Recognition is an ancient tradition in all communities, dating thousands of years. Recognition at the workplace too goes back in history. Typically top driven, it represents the appreciation of performance or achievement of an individual or a group of individuals, generally by a designated leader within the organization. Employee recognition may or may not come with monetary benefits but more often than not, it comes with high visibility within the organization.
Employee recognition has come a long way and has evolved into a more structured form of appreciation within the organization; not just restricted to leaders or managers but any employee in the organization could recognize anyone. Such peer-to-peer recognition, though a noble thought has been subject to a lot of pessimism from the management as to whether it is indeed genuine or not. Several organizations have downgraded the value of peer-to-peer recognition to well below manager recognition due to this reason.

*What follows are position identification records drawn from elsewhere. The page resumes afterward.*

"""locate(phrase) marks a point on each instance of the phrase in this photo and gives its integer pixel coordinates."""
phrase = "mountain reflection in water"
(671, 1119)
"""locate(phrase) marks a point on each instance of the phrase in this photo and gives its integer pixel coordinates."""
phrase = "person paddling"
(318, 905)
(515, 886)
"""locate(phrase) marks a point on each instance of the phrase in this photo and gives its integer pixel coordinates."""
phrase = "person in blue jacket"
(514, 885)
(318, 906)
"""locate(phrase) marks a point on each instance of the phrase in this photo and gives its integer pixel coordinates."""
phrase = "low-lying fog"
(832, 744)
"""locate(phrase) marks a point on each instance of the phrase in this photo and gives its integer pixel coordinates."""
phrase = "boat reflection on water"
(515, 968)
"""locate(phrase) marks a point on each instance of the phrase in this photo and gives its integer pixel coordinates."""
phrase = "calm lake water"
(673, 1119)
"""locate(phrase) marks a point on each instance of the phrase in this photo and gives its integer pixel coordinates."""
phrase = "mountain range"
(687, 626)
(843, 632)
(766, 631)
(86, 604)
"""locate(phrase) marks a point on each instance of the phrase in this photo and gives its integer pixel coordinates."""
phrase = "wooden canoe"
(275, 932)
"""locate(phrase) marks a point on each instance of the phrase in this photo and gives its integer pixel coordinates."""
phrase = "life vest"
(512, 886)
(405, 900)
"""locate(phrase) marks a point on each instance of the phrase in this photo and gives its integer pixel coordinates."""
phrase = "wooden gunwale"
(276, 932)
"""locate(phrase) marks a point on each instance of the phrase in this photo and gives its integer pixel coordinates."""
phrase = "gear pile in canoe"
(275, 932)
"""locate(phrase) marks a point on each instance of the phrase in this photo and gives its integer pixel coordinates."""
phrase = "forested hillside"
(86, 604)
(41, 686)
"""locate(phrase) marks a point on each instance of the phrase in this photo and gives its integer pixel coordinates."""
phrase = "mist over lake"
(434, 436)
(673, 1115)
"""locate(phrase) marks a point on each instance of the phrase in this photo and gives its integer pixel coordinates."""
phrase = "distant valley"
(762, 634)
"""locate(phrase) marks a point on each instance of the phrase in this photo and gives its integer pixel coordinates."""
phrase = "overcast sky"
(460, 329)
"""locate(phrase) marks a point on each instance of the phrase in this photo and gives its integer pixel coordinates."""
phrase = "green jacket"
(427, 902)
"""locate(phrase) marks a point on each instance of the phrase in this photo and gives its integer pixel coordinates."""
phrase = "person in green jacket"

Whatever the mechanism of employee recognition, we believe it should be timely and well thought through. It has a multiplying impact on employee motivation if done in the right way. Hence, systems and processes need to be implemented to ensure that the impact of it is fully realized by the organization. That is when the magic of employee recognition will touch the work lives of all employees and create a great work culture.
An employee recognition system should take care of the following:
- Enable a manager (or peer) to recognize an individual or group in a few easy steps
- Checks and balances to minimize bias, duplication and errors to the extent possible
- Financial or other authorization based on the organization structure and policies
- Communication to the immediate group and the broader organization easily and quickly
- Reporting and tracking of the key metrics
Key metrics would include coverage ratios at various levels. Usually, organizations would set a target coverage ratio for themselves. Though setting a target puts more focus into the whole process but it might also make recognition for the sake of recognition which devalues the entire concept. Hence, our recommendation would be to set a target range for employee recognition, purposely keeping it on the lower side to preserve the novelty and the value of it rather than making it an entitlement.
All this is just the science of employee recognition, driven by systems, processes and hard numbers. However, the art of employee recognition goes much beyond that – what is said and written; the honesty with which the communication is done and the timeliness of it; all matters. Systems and processes can only facilitate but it is up to the individual manager or employee to create that magic!
According to us, employee recognition is both an art and a science that helps build a culture of appreciation within the organization. This will ensure that employees think and act beyond their goal sheets and appraisals and create a positive atmosphere within the organization. Ends are always going to be important but means too are important. Hence, what is required is the magic of employee recognition that should permeate through the entire organization between one appraisal cycle and the other.